A te hejty irytują wszystkich, serio. Dlatego to problem, który przydałoby się rozwiązać.

No ale narzekania i tak nigdy nie znikną; gdyby nie gnębili o to, ludzie zaczęliby się czepiać, że czyta się od prawej do lewej. Czekam na te dramy z niecierpliwością, zrobiłoby się ciekawiej :P

: czw wrz 04, 2014 7:22 pm
autor: Mai-Takeru
Mnie też nie podoba się okładka - ten morski kolor jest jakiś taki za wesoły :P; lepszy byłby czerwony albo szary, może nawet złoty (jeśli dopasować do tego inne napisy). Milusie kropeczki koło numerku również pasują mi do klimatu ilustracji jak pięść do nosa. Jeśli chodzi o różne wersje okładek do tej serii, to według mnie angielskie wydanie świetnie prezentuje się pod tym względem, z czarnymi ramkami i klimatyczną czcionką.
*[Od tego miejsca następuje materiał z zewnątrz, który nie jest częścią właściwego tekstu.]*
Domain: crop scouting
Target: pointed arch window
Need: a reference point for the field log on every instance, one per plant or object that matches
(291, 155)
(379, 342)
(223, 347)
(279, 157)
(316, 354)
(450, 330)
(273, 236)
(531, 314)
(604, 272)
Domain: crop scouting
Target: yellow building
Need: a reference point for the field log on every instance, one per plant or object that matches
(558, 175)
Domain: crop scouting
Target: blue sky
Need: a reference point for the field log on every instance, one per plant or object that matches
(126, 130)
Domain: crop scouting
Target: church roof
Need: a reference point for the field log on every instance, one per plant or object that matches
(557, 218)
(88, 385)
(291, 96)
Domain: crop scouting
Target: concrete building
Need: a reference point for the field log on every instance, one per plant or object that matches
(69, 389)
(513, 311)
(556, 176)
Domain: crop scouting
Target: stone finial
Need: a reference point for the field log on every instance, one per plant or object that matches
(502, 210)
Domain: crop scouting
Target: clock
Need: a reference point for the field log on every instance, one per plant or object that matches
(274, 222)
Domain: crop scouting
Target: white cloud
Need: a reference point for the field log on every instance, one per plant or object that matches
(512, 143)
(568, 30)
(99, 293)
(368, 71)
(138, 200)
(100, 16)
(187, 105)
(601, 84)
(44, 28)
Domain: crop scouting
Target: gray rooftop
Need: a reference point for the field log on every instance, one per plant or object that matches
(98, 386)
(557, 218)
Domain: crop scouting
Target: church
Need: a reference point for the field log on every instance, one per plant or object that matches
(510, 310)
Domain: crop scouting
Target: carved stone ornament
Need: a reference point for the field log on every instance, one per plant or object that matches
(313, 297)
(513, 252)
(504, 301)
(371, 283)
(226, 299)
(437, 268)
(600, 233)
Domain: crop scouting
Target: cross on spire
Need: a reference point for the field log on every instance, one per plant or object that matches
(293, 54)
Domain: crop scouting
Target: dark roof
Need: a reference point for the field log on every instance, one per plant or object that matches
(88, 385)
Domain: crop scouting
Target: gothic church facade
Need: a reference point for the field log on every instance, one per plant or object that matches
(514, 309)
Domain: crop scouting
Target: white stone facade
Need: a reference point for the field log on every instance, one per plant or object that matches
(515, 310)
A brak polskiego tytułu to zniewaga, co (nomen omen) krwi wymaga... Irytuje to tym bardziej, że brak większej przerwy między "hitsuji" i "uta" a "no" sprawia, że - przynajmniej w moich oczach - japoński napis nieładnie się "zlewa".

Na koniec dodam, że nie widziałam na ich fanpage'u żadnej informacji o ankiecie. Wobec tego czuję się trochę oszukana, a już na pewno rozczarowana wskazywaniem wyników tejże ankiety jako jednego z czynników rozstrzygających o takim, a nie innym tytule.

PS. Mam nadzieję, że niedługo doczekamy się jednak uproszczenia "grzbietowej" wersji loga wydawnictwa. Obecne jest nieczytelne i psuje każdy projekt. :(

: czw wrz 04, 2014 7:34 pm
autor: Krzych_Ayanami
Brak tłumaczenia tytułu może oznaczać po prostu tyle, że już w japońskim oryginale jest on w języku obcym - jak Puella Magi Madoka Magika, Angel Heart, Change 123, Detroit Metal City, Pretty Guardian Sailor Moon...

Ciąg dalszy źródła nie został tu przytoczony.